MATERA- Sono tutti vestiti a festa. Oggi è il battesimo, dopo cinque anni di difficile gestazione. Da modesta città di provincia, con il marchio indelebile della miseria, Matera diventa Capitale Europea. Tra Sassi e vicoli impervi e scoscesi, nelle strade della modernità e del benessere, si respira l’aria che solo la multietnia e la multicultura sanno creare. Il dialetto è scomparso. E’ tornata prepotente la lingua italiana senza cadenze e si è inserito quell’inglese che serve per sbrigare i clienti. Non è perfetto, ma concreto.
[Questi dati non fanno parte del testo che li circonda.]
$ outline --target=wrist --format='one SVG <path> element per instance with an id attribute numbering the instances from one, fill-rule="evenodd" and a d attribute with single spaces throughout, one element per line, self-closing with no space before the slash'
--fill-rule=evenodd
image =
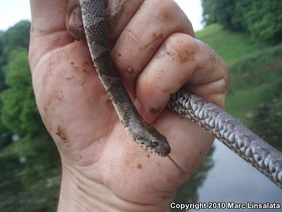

Tra il panettiere che si sforza di presentare i suoi prodotti come unici al mondo e gli albergatori che possono anche snobbarti per le ridotte capienze e le molte prenotazioni, il pendolo del progresso oscilla senza soste. La miseria è capitolo del passato. Dimenticato. La si può soltanto immaginare e rispolverare nelle ingiallite pagine del “Cristo” di Levi, che proprio qui ha lasciato la sua arte. Si può solo immaginare ciò che accadeva negli anni Trenta, quando la malaria e la tubercolosi falciavano la vita dei neonati in una percentuale oggi insopportabile. Non esistono più fazzoletti di cultura contadina e di Scotellaro, Mazzarone, Fiore, Giuralongo, Sacco e di tutta l’élite di intellettuali che auspicavano il riscatto della città resta solo il ricordo sbiadito dal tempo. Non si ricorda più neppure lo stupore di Togliatti, De Gasperi, Olivetti di fronte allo scenario di povertà assoluta, nè si ha la minima conoscenza di quella legge speciale che portò all’evacuazione dei sassi e al trasferimento dei contadini nei nuovi quartieri.